REPUBLIKA.CO.ID, JAKARTA -- DPR RI belum menerima surat permintaan ratifikasi terhadap perjanjian Indonesia dan Singapura dari pemerintah. Karena itu, DPR RI belum dapat meratifikasi perjanjian tersebut.
"Kami masih menunggu, kan sudah ada tinggal ada itu, baru nanti kita jadwalkan," ujar Wakil Ketua DPR Lodewijk F Paulus di Gedung Nusantara II, Kompleks Parlemen, Jakarta, Selasa (15/2/2022).
Ia belum bisa mengomentari lebih detail terkait seluruh hasil kesepakatan kedua negara tersebut. Namun, ia mengatakan, bakal ada aturan dan mekanisme lanjutan untuk penerapan hasil kesepakatan tersebut, terutama untuk Perjanjian Kerjasama Pertahanan atau Defence Cooperation Agreement (DCA) dan pelayanan navigasi penerbangan ruang udara atau Flight Information Region (FIR).
Ia menyebutkan, salah satu aturan yang akan dibuat adalah soal perjanjian di bidang pertahanan. Sebab, Singapura boleh melakukan latihan militer dan perang dengan negara lain di wilayah bernama area Bravo di barat daya Kepulauan Natuna, tetapi harus terlebih dahulu mendapatkan izin dari Indonesia.

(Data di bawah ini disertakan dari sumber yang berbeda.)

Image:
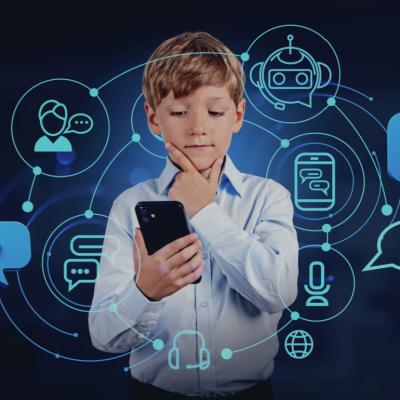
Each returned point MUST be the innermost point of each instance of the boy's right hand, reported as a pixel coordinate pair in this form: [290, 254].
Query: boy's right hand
[169, 269]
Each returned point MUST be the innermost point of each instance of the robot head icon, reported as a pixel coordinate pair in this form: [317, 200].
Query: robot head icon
[290, 75]
[204, 353]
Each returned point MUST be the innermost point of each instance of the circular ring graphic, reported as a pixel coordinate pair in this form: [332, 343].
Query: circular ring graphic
[88, 91]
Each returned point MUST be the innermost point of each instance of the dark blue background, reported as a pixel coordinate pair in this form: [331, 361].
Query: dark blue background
[358, 354]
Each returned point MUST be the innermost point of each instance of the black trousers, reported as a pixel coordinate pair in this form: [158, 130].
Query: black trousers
[144, 391]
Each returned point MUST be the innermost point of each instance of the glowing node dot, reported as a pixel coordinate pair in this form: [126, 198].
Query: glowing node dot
[113, 308]
[136, 138]
[245, 57]
[37, 171]
[89, 214]
[294, 315]
[158, 344]
[331, 101]
[27, 206]
[226, 354]
[93, 92]
[285, 143]
[326, 228]
[387, 210]
[326, 247]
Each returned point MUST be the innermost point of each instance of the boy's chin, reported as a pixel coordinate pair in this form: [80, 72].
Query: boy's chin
[202, 164]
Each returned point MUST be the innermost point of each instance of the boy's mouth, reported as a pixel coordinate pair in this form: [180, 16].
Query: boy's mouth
[196, 146]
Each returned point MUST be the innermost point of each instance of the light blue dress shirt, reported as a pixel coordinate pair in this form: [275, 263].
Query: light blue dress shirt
[251, 252]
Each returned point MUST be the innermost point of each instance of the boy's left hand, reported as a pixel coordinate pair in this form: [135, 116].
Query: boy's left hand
[190, 187]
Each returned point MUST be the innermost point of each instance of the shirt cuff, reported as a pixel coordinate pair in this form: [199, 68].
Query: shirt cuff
[210, 222]
[136, 307]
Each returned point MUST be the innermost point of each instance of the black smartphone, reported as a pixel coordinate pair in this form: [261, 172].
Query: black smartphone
[161, 222]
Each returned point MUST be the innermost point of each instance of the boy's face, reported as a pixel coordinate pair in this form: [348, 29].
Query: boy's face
[200, 124]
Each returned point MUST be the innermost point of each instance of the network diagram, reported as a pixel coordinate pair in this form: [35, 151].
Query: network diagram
[334, 177]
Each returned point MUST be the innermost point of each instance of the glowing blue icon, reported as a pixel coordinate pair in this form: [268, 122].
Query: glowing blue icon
[15, 247]
[387, 255]
[393, 147]
[314, 181]
[86, 269]
[204, 353]
[290, 75]
[316, 291]
[299, 344]
[53, 119]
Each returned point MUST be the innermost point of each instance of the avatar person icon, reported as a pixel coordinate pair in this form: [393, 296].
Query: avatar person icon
[54, 121]
[53, 117]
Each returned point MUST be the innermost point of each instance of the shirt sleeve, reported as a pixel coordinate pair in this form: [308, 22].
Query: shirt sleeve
[262, 265]
[121, 317]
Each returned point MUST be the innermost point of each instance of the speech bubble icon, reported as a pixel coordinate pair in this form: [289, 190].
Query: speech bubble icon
[310, 173]
[77, 271]
[92, 245]
[15, 247]
[321, 185]
[79, 123]
[387, 255]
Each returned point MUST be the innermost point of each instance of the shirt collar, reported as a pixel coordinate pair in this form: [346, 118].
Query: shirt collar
[229, 171]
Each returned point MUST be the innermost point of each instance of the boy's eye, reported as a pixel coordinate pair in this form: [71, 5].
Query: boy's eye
[216, 113]
[177, 113]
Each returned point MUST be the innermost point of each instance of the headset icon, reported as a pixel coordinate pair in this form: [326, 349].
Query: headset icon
[204, 353]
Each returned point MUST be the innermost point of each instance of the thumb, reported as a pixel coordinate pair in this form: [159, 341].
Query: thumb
[215, 171]
[139, 248]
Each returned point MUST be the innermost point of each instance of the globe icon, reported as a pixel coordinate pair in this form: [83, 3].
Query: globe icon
[299, 344]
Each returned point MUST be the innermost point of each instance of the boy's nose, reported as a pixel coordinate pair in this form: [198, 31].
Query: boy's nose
[197, 126]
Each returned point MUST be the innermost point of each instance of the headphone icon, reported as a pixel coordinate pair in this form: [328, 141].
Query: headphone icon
[204, 353]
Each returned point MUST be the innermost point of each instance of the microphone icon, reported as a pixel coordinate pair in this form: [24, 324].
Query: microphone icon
[316, 291]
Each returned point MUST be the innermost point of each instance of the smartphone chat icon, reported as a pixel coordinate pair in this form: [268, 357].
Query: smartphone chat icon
[314, 181]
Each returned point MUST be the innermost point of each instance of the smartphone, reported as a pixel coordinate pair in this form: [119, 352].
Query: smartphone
[315, 181]
[161, 222]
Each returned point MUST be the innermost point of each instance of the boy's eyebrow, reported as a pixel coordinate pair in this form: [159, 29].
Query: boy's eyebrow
[213, 98]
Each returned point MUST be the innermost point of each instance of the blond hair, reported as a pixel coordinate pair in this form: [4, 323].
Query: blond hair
[167, 71]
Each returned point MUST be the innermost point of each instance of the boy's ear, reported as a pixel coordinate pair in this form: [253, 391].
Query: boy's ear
[152, 119]
[239, 116]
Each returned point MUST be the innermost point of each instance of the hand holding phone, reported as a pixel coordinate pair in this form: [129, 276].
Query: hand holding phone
[163, 224]
[169, 269]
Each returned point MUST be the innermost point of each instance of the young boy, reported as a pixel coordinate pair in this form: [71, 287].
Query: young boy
[243, 246]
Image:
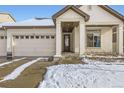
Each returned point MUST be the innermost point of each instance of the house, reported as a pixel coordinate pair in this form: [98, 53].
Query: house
[77, 29]
[6, 17]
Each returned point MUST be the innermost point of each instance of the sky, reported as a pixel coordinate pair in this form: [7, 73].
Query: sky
[22, 12]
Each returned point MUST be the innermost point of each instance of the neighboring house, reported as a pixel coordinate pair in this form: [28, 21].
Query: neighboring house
[77, 29]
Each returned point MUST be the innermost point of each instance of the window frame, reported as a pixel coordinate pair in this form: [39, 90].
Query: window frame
[92, 32]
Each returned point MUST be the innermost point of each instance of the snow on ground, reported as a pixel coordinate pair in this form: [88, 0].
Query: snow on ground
[6, 63]
[18, 70]
[89, 61]
[84, 75]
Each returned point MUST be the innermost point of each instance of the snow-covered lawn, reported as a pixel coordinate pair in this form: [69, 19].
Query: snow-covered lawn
[92, 74]
[6, 63]
[19, 70]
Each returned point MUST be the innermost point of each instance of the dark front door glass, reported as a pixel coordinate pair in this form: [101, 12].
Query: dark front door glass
[66, 43]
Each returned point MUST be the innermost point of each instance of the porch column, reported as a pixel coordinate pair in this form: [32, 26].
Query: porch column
[82, 33]
[120, 38]
[9, 46]
[58, 39]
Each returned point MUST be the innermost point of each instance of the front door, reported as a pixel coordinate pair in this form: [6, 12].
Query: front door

"Sekarang kalau itu daerah latihan, latihan seperti apa. Kalau umpamanya dia mau ajak pihak ketiga, ya tentunya lapor dulu ke Indonesia," ujar Lodewijk.
Terkait FIR, Lodewijk yang merupakan mantan komandan Komando Pembina Doktrin, Pendidikan dan Latihan (Kodiklat) Angkatan Darat itu menjelaskan bahwa ketika latihan militer di udara, Indonesia harus meminta izin kepada Singapura. Sebab, lalu lintas udara di sana sangat sibuk dan ramai.
"Namanya manuver pesawat terbang itu bisa sampai ke batam, nah di Batam itu kan FIR-nya yang ngatur itu Singapura, karena crowded banget lalu lintas di sana sehingga waktu itu kita harus izin," ujar Lodewijk.
Sebelumnya, anggota Komisi I DPR Fraksi Partai Demokrasi Indonesia Perjuangan (PDIP) Effendi Simbolon kembali mengkritisi perjanjian antara Indonesia dan Singapura di hadapan Menteri Luar Negeri (Menlu) Retno Marsudi. Menurutnya, perjanjian tersebut sangat bias, khususnya apakah hal tersebut menguntungkan Indonesia.
"Publikasinya kepada rakyat Indonesia sangat bias, Bu, saya jujur aja prihatin. Ada yang mengatakan ini (kesepakatan ekstradisi) adalah bentuk komitmen presiden terhadap penanggulangan masalah korupsi, ini bohong," ujar Effendi dalam rapat kerja dengan menlu pada Senin (14/2/2022).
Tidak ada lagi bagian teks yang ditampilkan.